There are about 44 Cymbidium species currently recognised, three of which are native to Australia and the rest range in habitat from the Himalayas to the humid forests of the Philippines. Cymbidiums are known to have been cultivated in China before 551 BC and became a symbol of superiority much admired by the nobility of the day. The first species to be grown in Europe was C. ensifolium, from China, introduced in 1778 by James Fothergill. The first hybrid to be shown at the Royal Horticultural Society was a cross between two Himalayan species, C. eburneum and C. lowianum, one clone from which received a First Class Certificate in 1889. Since then a huge range of hybrids has been bred and enjoyed. At Kew a small selection of hybrids is grown to provide displays of colourful flowers in the Princess of Wales Conservatory. These are grown under cool, light, airy conditions to give strong, hard foliage and regular flowering. The collection of Cymbidium species at Kew has been assembled in the last ten years for the research carried out by David DuPuy and Phillip

Cribb which was published in 1988 and is described in more detail in chapter 14. The collection is also of considerable interest to the hybridiser, for the possible introduction of desirable new characteristics, such as fragrance, into future hybrids.

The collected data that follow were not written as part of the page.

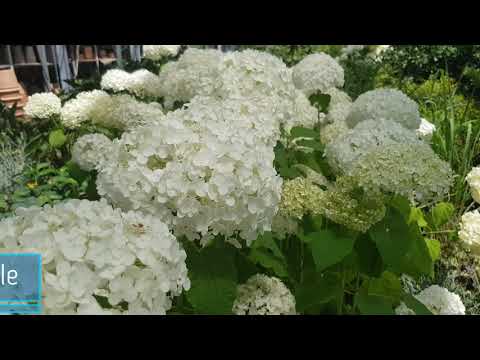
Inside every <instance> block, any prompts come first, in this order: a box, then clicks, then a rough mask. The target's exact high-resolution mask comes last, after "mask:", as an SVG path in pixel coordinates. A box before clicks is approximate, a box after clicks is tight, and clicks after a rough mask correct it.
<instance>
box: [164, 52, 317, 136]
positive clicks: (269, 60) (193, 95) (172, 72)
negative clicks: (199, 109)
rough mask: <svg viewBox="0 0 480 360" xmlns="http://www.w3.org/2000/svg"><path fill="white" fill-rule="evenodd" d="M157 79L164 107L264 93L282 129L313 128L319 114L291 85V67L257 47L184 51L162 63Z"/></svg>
mask: <svg viewBox="0 0 480 360" xmlns="http://www.w3.org/2000/svg"><path fill="white" fill-rule="evenodd" d="M159 77H160V79H161V82H162V84H163V94H164V97H165V103H166V107H167V108H171V107H172V105H173V104H174V102H175V101H179V102H188V101H191V100H192V99H193V98H194V97H195V96H210V97H214V98H219V99H237V100H242V101H244V102H258V99H259V98H267V97H268V98H269V101H270V105H269V107H270V108H272V109H275V113H276V114H277V116H278V119H279V120H278V121H279V124H281V125H282V126H283V127H284V129H285V130H286V131H287V133H288V132H289V131H290V130H291V128H292V127H294V126H305V127H313V126H314V125H315V124H316V123H318V122H321V121H322V120H323V117H324V114H319V113H318V110H317V109H316V108H315V107H313V106H312V105H311V104H310V102H309V100H308V98H307V97H306V96H305V95H304V94H303V93H302V92H301V91H299V90H297V89H296V88H295V86H294V85H293V83H292V77H291V70H290V69H288V67H287V66H286V65H285V64H284V63H283V62H282V61H281V60H280V59H278V58H276V57H275V56H273V55H270V54H267V53H263V52H260V51H256V50H244V51H240V52H231V53H227V54H223V53H221V52H219V51H217V50H199V49H188V50H187V51H186V52H185V53H184V54H183V55H182V56H181V57H180V58H179V60H178V61H176V62H171V63H168V64H166V65H165V66H164V67H163V68H162V70H161V72H160V75H159ZM267 111H270V110H269V109H267Z"/></svg>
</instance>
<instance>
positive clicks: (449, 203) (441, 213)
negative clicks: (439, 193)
mask: <svg viewBox="0 0 480 360" xmlns="http://www.w3.org/2000/svg"><path fill="white" fill-rule="evenodd" d="M454 211H455V208H454V207H453V205H452V204H450V203H446V202H441V203H438V204H436V205H435V206H434V207H433V209H432V211H431V213H432V221H433V224H434V225H435V227H437V228H438V227H440V226H442V225H444V224H446V223H447V222H448V220H449V219H450V218H451V217H452V216H453V213H454Z"/></svg>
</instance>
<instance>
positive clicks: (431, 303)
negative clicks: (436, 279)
mask: <svg viewBox="0 0 480 360" xmlns="http://www.w3.org/2000/svg"><path fill="white" fill-rule="evenodd" d="M415 297H416V298H417V300H418V301H420V302H421V303H422V304H423V305H425V306H426V307H427V308H428V309H429V310H430V311H431V312H432V313H433V314H434V315H465V306H464V305H463V302H462V299H461V298H460V296H458V295H457V294H455V293H452V292H450V291H448V290H447V289H445V288H443V287H440V286H438V285H432V286H430V287H428V288H426V289H425V290H422V291H421V292H420V293H419V294H417V295H415Z"/></svg>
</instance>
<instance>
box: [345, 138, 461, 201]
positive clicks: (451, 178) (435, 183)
mask: <svg viewBox="0 0 480 360" xmlns="http://www.w3.org/2000/svg"><path fill="white" fill-rule="evenodd" d="M349 175H351V176H353V177H355V178H356V179H357V180H358V182H359V184H361V186H363V187H364V188H365V189H367V190H368V189H371V188H380V189H381V190H383V191H384V192H387V193H393V194H398V195H401V196H405V197H407V198H408V199H410V200H411V201H412V202H413V201H417V202H418V203H425V202H428V201H430V200H436V199H439V198H441V197H443V196H444V195H446V194H448V191H449V188H450V186H451V185H452V180H453V172H452V169H451V168H450V166H449V165H448V163H446V162H445V161H443V160H441V159H440V158H439V157H438V156H437V155H436V154H435V153H434V151H433V150H432V149H431V147H430V146H428V145H427V144H425V143H418V144H387V145H383V146H379V147H377V148H375V149H373V150H372V151H370V152H368V153H366V154H365V155H363V156H362V157H360V158H358V159H357V161H356V164H355V166H354V168H353V169H352V170H351V171H350V172H349Z"/></svg>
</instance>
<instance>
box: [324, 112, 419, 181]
mask: <svg viewBox="0 0 480 360" xmlns="http://www.w3.org/2000/svg"><path fill="white" fill-rule="evenodd" d="M340 129H341V128H340ZM325 136H326V135H325V134H324V137H325ZM398 143H403V144H421V143H422V142H421V140H419V139H417V136H416V135H415V132H413V131H411V130H408V129H405V128H404V127H403V126H401V125H400V124H398V123H396V122H392V121H388V120H384V119H376V120H366V121H362V122H361V123H359V124H358V125H357V126H356V127H355V128H353V129H350V130H349V131H347V132H345V133H344V134H343V135H342V136H341V137H337V138H336V139H335V141H331V140H330V141H329V142H328V144H327V146H326V147H325V156H326V158H327V161H328V163H329V165H330V166H331V167H332V168H333V169H334V170H335V171H337V172H338V173H345V172H348V171H349V170H351V169H352V168H353V167H354V166H355V165H356V162H357V159H358V158H359V157H361V156H363V155H365V154H367V153H368V152H370V151H372V150H374V149H375V148H377V147H379V146H383V145H390V144H398Z"/></svg>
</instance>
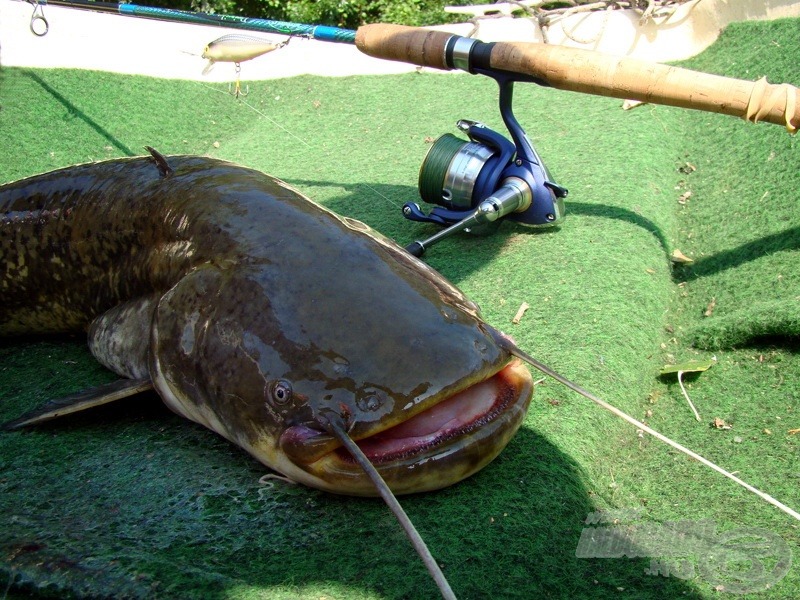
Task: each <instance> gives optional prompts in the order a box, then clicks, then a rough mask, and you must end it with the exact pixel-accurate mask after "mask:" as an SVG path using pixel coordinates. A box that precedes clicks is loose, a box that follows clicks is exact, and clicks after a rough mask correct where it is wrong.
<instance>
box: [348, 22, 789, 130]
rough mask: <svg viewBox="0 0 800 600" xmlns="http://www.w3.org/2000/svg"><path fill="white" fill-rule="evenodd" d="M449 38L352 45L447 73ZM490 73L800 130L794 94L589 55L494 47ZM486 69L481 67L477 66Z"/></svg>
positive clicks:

A very warm greenhouse, humid and quite light, with a winter night minimum temperature of 18ºC (64ºF), suits the small group of lowland tropical species, which are mostly epiphytes. They are grown tightly potted in coarse epiphyte compost or in hollow logs made of cork oak bark which are then hung from the roof of the greenhouse. This method allows the pendulous flower spikes to be appreciated fully. Cymbidium finlaysonianum grows under these conditions and has clumps of hard, leathery, dark green, strap?shaped foliage. The pendulous flower spikes grow up to 1.5 m long and carry many flowers each up to 3 cm across. The flowers are a yellowy green shade with purple markings on the lip. Cymbidium aloifolium, from Sri Lanka, India, China and southeast Asia, has shorter leaves and a flower spike up to 60 cm long. Each flower is pale green, with brown markings down the middle of each segment, and has a red?brown lip.

The majority of Cymbidium species are grown under cool conditions with a minimum temperature of 11ºC (52ºF) and good air movement. Their colours, shapes and perfumes often surprise people who are only familiar with the larger flowered hybrids. Cymbidium insigne, from China, Thailand and Vietnam, has an erect flower spike up to 1.5 m tall with up to a dozen flowers at the top. Each flower measures up to 6 cm across and is white suffused with the palest pink. The lip is marked with deeper pink blotches. Cymbidium tracyanum, from Burma, is the first to flower, in October, and has an arching inflorescence up to 1.5 m long, densely crowded with large flowers which are a pale browny yellow colour greatly enlivened by deep red markings on the petals and lip. These flowers produce a heady perfume which easily pervades the whole greenhouse. Cymbidium devonianum, from the Himalayas, has characteristically rounded leaves and pendulous flower spikes of pale yellow flowers thickly streaked with purple. Cymbidium faberi var. szechuanicum from Nepal has slender grassy foliage with flower spikes up to 30 cm tall carrying several flowers which are a very pale green colour with red markings and a deep green lip with crimson streaks. Cymbidium dayanum from Thailand holds its flowers on short spikes close to the base of the leaves. The flowers are a starry shape and pale cream in colour with a bold red line along the centre of each petal and sepal and a red lip with yellow markings. One of the most striking species is C. elegans, which bears many flowered racemes of pale yellow, funnel?shaped flowers.